If severity not only exerts direct effects on LOS but mediates and confounds the effects of other variables, a failure to model its effect may not only reduce the variance explained in studies of LOS but also lead to confounded estimates of the effects of other variables. This applies particularly to the second set of variables which it is suggested merit further attention, namely variables for hospital, ward or unit, physician and hospital type. These variables are of central importance to understanding variation in LOS ascribable to organisational factors, represented in this review only by measures of hospital size. Quite apart from the bias that will result if severity confounds the effect of these variables, a failure to include it in models used to derive prospective payment tariffs may also lead to inequity across providers and encourage adverse selection (Hermann et al. 2007). The measurement of severity should therefore be supplemented by estimation of this second set of variables.

The Interpretation of Associations with LOS

While it is relatively straightforward to tabulate the quantitative findings of the studies reviewed here, it is more difficult to summarise authors’ interpretations of these effects. Indeed, the extent to which any interpretation is offered varies, and generally authors suggest possible mechanisms for at most a few of the exposure variables measured. In the discussion sections of the studies reviewed here, particular attention is paid variously to managed care (Bezold et al. 1996), payment method (Frank and Lave 1986; Freiman et al. 1989; Lave and Frank 1990a, b), active military service (Brock and Brown 1993; McLay et al. 2005), substance misuse (Compton et al. 2006), violence (Greenfield et al. 1989), cognitive impairment (Kato et al. 1995), physician practice (Lyons et al. 1991), previous service use and legal status (Stern et al. 2001) and illness stage (Wallen 1987). Some studies did not articulate any theory of the link between exposures and outcome. Diagnosis, age and gender were not discussed in detail by any author. It seems in general that many findings call for little or no explanation. This phenomenon may reflect the close relationship between clinical practice and clinical research—presumably, variables which are felt to possess face-validity as determinants of LOS (Fetter et al. 1980) are felt to have been satisfactorily dealt with as long as the associated effect has been quantified.

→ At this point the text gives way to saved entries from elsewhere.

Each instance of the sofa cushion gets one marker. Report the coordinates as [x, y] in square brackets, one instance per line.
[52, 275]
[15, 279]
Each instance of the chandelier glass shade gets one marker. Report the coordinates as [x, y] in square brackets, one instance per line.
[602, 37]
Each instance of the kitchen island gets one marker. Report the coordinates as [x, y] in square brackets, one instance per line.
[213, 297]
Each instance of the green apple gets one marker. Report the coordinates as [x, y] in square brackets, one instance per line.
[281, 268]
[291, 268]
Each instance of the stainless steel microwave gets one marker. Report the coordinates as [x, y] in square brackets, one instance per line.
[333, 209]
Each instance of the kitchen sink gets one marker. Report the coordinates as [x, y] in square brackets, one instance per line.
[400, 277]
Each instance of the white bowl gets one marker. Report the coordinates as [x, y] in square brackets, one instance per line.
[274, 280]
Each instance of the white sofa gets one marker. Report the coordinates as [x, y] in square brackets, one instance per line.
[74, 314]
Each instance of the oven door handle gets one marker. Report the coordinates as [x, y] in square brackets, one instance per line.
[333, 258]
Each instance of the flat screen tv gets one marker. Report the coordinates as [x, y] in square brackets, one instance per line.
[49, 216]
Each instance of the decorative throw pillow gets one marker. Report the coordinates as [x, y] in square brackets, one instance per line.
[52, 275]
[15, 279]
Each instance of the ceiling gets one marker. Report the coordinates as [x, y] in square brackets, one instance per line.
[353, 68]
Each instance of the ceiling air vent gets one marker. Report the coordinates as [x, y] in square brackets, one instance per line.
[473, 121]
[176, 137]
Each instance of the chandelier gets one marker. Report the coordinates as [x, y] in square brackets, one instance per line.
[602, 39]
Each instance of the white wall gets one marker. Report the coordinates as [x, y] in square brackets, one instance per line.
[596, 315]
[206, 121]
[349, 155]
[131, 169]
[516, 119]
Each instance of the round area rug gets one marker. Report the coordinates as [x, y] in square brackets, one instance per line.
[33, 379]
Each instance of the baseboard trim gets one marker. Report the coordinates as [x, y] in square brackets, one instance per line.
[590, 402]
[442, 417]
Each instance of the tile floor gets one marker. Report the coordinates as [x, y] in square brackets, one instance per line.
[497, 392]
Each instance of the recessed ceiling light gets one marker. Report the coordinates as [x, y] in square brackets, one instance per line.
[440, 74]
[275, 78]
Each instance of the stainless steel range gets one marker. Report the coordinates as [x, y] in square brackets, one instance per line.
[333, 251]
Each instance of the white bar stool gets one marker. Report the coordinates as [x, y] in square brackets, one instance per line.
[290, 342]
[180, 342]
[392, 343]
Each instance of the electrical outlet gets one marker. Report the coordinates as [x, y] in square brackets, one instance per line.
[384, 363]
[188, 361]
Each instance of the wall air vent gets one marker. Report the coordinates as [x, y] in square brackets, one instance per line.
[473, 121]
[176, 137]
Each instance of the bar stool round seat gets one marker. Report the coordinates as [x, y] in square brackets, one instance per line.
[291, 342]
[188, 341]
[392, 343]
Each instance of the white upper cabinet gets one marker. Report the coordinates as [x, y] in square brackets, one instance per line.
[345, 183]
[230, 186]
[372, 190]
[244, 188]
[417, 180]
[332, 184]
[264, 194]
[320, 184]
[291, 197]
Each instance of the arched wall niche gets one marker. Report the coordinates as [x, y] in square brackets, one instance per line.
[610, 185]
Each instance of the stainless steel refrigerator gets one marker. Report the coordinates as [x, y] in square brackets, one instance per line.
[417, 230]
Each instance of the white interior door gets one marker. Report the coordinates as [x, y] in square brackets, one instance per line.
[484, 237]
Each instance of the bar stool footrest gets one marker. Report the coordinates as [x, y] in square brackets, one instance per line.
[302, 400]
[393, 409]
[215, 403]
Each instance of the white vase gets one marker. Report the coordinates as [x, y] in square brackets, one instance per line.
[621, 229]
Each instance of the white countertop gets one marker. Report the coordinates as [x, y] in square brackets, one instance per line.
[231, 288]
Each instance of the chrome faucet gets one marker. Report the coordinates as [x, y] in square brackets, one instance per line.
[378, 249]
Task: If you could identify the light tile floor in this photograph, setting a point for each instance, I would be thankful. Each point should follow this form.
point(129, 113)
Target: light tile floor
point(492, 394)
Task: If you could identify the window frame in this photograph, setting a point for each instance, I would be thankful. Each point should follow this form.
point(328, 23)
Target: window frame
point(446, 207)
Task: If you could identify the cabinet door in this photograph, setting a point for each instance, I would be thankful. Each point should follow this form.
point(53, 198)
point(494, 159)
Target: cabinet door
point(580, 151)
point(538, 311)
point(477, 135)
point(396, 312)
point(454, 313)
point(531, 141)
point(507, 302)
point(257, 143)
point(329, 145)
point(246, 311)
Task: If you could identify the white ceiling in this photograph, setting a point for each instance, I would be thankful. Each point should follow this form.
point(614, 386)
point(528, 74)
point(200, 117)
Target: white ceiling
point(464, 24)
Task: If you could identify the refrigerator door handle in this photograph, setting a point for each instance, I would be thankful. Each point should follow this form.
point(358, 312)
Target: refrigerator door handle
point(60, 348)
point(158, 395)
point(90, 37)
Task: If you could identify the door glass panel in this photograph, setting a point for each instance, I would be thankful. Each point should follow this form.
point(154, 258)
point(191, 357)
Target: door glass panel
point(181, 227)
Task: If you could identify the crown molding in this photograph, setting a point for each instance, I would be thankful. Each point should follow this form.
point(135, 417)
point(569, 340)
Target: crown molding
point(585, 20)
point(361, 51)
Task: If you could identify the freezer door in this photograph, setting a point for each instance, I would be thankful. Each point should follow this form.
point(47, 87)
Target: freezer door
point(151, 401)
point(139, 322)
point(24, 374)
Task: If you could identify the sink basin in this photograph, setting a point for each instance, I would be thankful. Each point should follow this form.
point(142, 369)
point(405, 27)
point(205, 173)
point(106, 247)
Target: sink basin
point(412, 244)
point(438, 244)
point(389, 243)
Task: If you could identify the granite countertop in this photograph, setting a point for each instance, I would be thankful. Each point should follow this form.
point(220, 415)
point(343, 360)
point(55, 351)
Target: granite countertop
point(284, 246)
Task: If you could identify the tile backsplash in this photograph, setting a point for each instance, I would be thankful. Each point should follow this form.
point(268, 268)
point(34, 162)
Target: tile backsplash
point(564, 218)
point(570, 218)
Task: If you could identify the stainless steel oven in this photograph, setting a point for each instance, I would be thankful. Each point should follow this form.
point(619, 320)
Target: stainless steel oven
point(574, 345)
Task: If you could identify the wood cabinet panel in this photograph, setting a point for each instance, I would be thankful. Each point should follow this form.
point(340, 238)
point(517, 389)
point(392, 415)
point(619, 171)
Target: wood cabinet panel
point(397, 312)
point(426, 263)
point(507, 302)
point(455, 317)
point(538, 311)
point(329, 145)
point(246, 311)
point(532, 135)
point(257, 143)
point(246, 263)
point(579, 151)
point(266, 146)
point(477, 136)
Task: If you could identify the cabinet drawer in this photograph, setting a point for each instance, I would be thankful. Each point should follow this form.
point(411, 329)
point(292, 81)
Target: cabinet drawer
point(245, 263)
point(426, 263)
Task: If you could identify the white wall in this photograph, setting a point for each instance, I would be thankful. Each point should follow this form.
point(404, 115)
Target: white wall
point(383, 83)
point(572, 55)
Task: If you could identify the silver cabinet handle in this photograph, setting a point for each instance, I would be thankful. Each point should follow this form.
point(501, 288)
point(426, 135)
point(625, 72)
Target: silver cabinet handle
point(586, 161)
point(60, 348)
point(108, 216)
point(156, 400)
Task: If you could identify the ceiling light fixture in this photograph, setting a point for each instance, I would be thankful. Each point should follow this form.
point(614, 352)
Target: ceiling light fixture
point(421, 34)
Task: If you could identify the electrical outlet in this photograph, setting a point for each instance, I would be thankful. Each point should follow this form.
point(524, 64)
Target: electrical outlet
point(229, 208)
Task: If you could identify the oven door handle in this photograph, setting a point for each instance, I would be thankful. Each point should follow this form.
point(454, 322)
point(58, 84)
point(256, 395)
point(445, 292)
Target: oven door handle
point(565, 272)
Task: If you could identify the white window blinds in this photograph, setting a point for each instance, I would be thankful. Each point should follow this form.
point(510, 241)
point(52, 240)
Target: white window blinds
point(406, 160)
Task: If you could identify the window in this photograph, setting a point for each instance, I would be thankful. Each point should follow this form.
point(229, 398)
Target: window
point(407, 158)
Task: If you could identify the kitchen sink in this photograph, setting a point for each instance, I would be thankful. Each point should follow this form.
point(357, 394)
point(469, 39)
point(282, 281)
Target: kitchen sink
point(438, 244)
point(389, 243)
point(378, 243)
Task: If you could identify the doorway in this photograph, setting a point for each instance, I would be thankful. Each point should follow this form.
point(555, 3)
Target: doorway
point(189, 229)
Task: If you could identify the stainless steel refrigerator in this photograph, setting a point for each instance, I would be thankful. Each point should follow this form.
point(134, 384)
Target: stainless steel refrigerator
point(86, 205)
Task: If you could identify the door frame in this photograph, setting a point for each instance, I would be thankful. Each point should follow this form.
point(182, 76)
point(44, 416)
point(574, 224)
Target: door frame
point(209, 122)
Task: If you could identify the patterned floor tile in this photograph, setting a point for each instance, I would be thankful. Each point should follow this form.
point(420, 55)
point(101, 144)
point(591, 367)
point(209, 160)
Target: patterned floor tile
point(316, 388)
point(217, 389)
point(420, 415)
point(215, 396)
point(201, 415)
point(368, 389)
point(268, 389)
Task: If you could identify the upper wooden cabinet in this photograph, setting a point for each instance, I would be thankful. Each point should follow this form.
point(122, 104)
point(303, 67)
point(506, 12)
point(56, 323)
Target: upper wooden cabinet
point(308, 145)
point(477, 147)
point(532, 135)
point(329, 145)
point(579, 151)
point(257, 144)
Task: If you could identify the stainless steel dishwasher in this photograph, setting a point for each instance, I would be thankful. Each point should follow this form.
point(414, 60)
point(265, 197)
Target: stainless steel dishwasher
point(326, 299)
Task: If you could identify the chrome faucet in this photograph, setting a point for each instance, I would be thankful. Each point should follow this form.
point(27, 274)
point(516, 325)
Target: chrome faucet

An alternative approach, followed by some sociological authors, is to explicitly theorise about the determinants of LOS (Gruber 1982; Ortega and Rushing 1984). However, the extent to which these abstract models relate to the micro level of clinical decision making may be questioned, and for this reason the intuitive selection of variables based on clinical knowledge may be preferable. Although in principle it would be possible to apply qualitative techniques to the study of psychiatric decision-making and attempt to use the findings of such studies to inform quantitative study design, the feasibility of this approach is uncertain. Overall it is to be hoped that future researchers will be more comprehensive in their discussions, and more explicit in their hypotheses, especially as standard epidemiological techniques could be applied to test possible explanations for some replicated findings, such as the possibility that medical comorbidity explains the association with old age.